Em outubro passado, a secretária de Estado para a Inclusão, Ana Sofia Antunes, garantiu, em sessão no Parlamento, "que a partir do início de 2023, as pessoas com deficiência com acesso antecipado à pensão de velhice poderão requerê-lo e ter acesso ao mesmo". O que, segundo a associação Centro de Vida Independente, ainda não se verifica.

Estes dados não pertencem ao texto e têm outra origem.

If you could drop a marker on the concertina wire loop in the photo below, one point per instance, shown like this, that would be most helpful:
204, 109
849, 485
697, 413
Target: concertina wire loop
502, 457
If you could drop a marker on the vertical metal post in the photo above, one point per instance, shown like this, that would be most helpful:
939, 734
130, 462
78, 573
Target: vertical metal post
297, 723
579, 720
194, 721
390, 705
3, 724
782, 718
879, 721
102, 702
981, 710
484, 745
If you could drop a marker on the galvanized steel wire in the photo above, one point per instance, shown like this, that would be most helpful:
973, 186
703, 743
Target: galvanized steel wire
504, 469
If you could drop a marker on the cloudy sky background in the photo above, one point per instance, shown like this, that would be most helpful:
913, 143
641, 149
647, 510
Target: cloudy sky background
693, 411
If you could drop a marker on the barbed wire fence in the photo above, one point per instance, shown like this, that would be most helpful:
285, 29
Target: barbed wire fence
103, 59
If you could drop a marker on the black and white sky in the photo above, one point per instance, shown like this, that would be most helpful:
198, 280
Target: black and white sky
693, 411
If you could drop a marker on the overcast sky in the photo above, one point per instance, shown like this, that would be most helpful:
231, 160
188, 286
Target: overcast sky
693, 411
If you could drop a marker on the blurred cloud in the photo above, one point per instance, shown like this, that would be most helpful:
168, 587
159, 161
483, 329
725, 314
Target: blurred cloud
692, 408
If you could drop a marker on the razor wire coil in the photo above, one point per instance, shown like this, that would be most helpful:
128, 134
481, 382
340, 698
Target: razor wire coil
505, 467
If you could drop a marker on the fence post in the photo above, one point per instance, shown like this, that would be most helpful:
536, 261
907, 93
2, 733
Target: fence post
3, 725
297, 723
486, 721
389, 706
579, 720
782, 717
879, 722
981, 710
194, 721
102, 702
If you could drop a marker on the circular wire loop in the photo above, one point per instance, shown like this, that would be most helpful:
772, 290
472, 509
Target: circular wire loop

Este não é o primeiro atraso que Jorge Falcato lamenta relativamente a apoios a pessoas com deficiência. "Estes atrasos na secretaria de Estado para a Inclusão são constantes." O presidente do Centro de Vida Independente refere o incumprimento, não só de diversas ações previstas na Estratégia Nacional para a Inclusão das Pessoas com Deficiência, com efeito de 2021 até 2025, mas do próprio relatório de execução. "O relatório de 2021 deveria ter sido entregue até maio de 2022, já questionamos o Instituto Nacional para a Reabilitação, responsável pela estratégia, por diversas vezes há vários meses, e até agora não obtivemos qualquer resposta."

É ainda assinalada por Jorge Falcato a não atualização da Prestação Social para a Inclusão, que deveria ter acontecido no ano passado.

O JN questionou o Governo sobre este atraso mas não obteve ainda resposta.